Деньги у Никки водились, и в гораздо большем количестве, нежели у Джейми, однако она никогда не бравировала этим. Ее родители были людьми весьма состоятельными, жили в Суррее, так что, вполне возможно, девушка внезапно решила нанести им визит. Ведь именно благодаря таким визитам она не испытывала недостатка в средствах и могла позволить себе практически все, даже изредка баловаться наркотиками.

Но было и что-то еще, не связанное напрямую с отсутствием Никки. Джейми на уровне подсознания ощущал какую-то непонятную торжественность, если не мрачность, атмосферы, царившей в аудитории. Шрапнель выглядел как обычно, был растрепан, говорил безо всякого вдохновения и, соответственно, никого своей речью не вдохновлял – чувствовалось, что эту лекцию он читает по меньшей мере в двадцатый раз. Необычная атмосфера, заключил Джейми, была порождена не Шрапнелем.

И лишь после лекции, когда студенты направились в буфет, он выяснил, в чем дело. Все это были, конечно, только слухи, но практически все студенты были убеждены: дело тут нечисто – дыма без огня не бывает.

И буквально за несколько секунд свет померк в глазах Джейми. Весь его мир даже не разбился вдребезги, а просто растаял, растворился в какой-то гнилостной мерзости.

Слухи были самые пугающие: якобы в музее найден труп молодой девушки. Одни говорили, что ей отрезали голову, другие – что ее изнасиловали и задушили, но, так или иначе, с несчастной перед смертью проделали нечто совершенно ужасное. Кто-то из студентов утверждал, что это медсестра, другие были уверены, что физиотерапевт, а одна девушка абсолютно точно знала, что убили проститутку и полиция уже арестовала за это куратора музея.

Единственное, на чем сходились все и что связывало даже самые невероятные домыслы с реальностью, – труп находился в музее. Полиция опечатала здание и выставила у входа констебля.

Этот факт был непреложным.

И он заставил Джейми похолодеть от страха.

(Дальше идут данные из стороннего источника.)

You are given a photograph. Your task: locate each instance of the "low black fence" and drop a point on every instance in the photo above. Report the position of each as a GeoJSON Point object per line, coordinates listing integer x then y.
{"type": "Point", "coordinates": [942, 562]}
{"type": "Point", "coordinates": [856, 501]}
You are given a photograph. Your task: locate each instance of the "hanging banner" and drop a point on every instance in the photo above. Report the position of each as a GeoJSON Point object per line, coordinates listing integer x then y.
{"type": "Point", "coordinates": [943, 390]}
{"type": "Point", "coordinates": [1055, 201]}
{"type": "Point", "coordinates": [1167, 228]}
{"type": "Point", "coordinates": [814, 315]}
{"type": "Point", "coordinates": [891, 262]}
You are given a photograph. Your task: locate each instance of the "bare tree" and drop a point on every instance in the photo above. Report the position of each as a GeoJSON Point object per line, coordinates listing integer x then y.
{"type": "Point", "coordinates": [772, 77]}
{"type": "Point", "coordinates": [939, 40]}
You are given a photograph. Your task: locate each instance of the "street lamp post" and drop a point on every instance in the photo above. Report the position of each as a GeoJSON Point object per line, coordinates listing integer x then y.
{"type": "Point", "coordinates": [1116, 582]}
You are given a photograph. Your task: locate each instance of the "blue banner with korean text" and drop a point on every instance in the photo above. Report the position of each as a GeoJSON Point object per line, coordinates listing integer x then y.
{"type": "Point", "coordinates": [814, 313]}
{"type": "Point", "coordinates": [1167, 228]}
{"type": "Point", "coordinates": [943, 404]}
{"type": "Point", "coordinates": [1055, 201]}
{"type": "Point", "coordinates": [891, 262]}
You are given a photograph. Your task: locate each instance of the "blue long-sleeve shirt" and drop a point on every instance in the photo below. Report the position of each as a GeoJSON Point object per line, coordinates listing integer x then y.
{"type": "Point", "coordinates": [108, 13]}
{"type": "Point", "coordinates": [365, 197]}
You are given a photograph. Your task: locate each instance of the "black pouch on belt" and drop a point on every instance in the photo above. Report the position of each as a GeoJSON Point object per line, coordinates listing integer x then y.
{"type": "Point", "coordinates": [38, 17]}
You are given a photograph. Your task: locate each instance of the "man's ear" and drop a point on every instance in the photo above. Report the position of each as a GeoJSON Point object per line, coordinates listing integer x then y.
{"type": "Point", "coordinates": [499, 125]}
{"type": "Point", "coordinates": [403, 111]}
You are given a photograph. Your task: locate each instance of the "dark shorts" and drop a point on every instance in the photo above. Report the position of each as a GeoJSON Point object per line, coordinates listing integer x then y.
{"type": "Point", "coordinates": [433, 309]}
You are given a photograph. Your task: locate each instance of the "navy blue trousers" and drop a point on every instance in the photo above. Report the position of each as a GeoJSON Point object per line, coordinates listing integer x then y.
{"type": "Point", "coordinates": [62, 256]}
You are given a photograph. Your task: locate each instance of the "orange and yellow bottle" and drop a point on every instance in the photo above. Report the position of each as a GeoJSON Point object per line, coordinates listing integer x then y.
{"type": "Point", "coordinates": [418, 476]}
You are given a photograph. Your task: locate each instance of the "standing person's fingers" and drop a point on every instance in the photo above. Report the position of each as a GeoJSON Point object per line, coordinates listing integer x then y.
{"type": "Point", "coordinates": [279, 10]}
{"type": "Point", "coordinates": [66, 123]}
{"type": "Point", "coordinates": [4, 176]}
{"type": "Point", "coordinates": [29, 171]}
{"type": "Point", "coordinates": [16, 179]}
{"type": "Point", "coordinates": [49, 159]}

Держа в руках пухлый коричневый портфель, прибыл Сайденхем. Кроме портфеля он принес с собой уверенность в собственном превосходстве и не меньшую уверенность в том, что его превосходство должно быть немедленно признано всеми без исключения. Появление Сайденхема моментально нарушило установившуюся в музее мрачную тишину. Из кабинета Гудпастчера на втором этаже Айзенменгеру, как из наблюдательного пункта, была хорошо видна проплешина на голове Сайденхема, которой он раньше не замечал.

– Это ведь Сайденхем, не так ли? – спросил Рассел. В вопросе прозвучала едва заметная нотка презрения. Айзенменгер не ответил, и тогда профессор добавил сам: – Ну, теперь у них нет ни малейшего вшивого шанса вычислить убийцу.

Что бы ни говорил Рассел, у Айзенменгера постоянно возникало инстинктивное желание ему возразить, но на сей раз он, увы, не мог позволить себе это сделать. Однако в данном случае даже Сайденхем, похоже, не мог ошибиться в диагнозе.

Поэтому Айзенменгер, по своему обыкновению, счел наиболее разумным промолчать.

Чарльз Сайденхем работал патологоанатомом уже больше тридцати лет. За это время в его специальности произошли существенные перемены, но сам Сайденхем не изменился ни на йоту. Злые языки поговаривали, что интерес к судебной медицине неожиданно проснулся в нем после того, как жена застукала его в объятиях секретарши прямо на письменном столе и потребовала развода, в результате чего в бюджете доктора образовалась ощутимая дыра, которую необходимо было как-то заполнять.

В те далекие достопамятные времена, когда все слова медиков безоговорочно принимались на веру, вскрытие тела занимало от силы двадцать минут. Тогда о каком-то изъятии внутренних органов и речи не шло. Если вы были способны с подобающим пафосом огласить в суде результаты произведенного вскрытия, ни у кого не возникало даже тени сомнения в вашей правоте.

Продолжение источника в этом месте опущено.